We're off to buy some lumber for those shelves. More later, maybe.
UPDATE: David Meadows over at Rogue Classicism notes the silliness of the A.P. article. This occurred to me too, but I didn't have time to pursue it because we were about to go out the door. The article (second link above) has this bit:
Israeli archaeologist Yardena Alexander says the Arab town was built near the ancient village.
The jar pieces date to the Roman period, when Jesus traveled in the Galilee.
"All indications from the archaeological excavations suggest that the site of the wedding was [modern-day] Cana, the site that we have been investigating," said Alexander as she cleaned the site of mud from winter rains.
American archaeologists excavating a rival site several miles to the north also have found pieces of stone jars from the time of Jesus and say they have found biblical Cana.
Another expert, archaeologist Shimon Gibson, cast doubt on the find at modern Cana, since such vessels are not rare and it would be impossible to link a particular set of vessels to the miracle.
"Just the existence of stone vessels is not enough to prove that this is a biblical site," and more excavations are needed, he said.
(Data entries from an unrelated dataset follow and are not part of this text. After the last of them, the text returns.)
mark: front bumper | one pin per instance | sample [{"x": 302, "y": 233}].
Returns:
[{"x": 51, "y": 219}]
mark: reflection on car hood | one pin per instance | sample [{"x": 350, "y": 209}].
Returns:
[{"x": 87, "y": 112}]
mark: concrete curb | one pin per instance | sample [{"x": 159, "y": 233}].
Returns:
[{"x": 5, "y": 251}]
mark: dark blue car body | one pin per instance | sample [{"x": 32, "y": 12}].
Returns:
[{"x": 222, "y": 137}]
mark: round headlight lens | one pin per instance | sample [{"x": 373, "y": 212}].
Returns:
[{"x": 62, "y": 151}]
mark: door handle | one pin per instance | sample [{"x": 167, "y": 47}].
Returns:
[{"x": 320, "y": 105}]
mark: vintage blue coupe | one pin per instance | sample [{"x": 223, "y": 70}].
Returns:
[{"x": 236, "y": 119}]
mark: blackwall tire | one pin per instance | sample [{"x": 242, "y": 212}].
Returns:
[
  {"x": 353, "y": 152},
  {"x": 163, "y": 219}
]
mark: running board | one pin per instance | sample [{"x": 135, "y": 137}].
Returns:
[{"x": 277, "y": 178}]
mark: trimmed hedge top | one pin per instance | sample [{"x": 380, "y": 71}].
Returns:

My bold-font emphasis. The emphasized phrase is weird. It seems to imply that someone was claiming not only that the excavation is of the right town at the right time (which is possible, if yet to be proven), but that it had found the actual room of the wedding and the actual jars that Jesus used (which is silly). I'm quite sure the archaeologists said no such thing. The only guesses I can hazard are either that the reporter misunderstood and incorrectly paraphrased whatever Gibson said or that the reporter misunderstood what the excavators said and asked Gibson if he thought that the jars were the ones from the wedding at Cana story.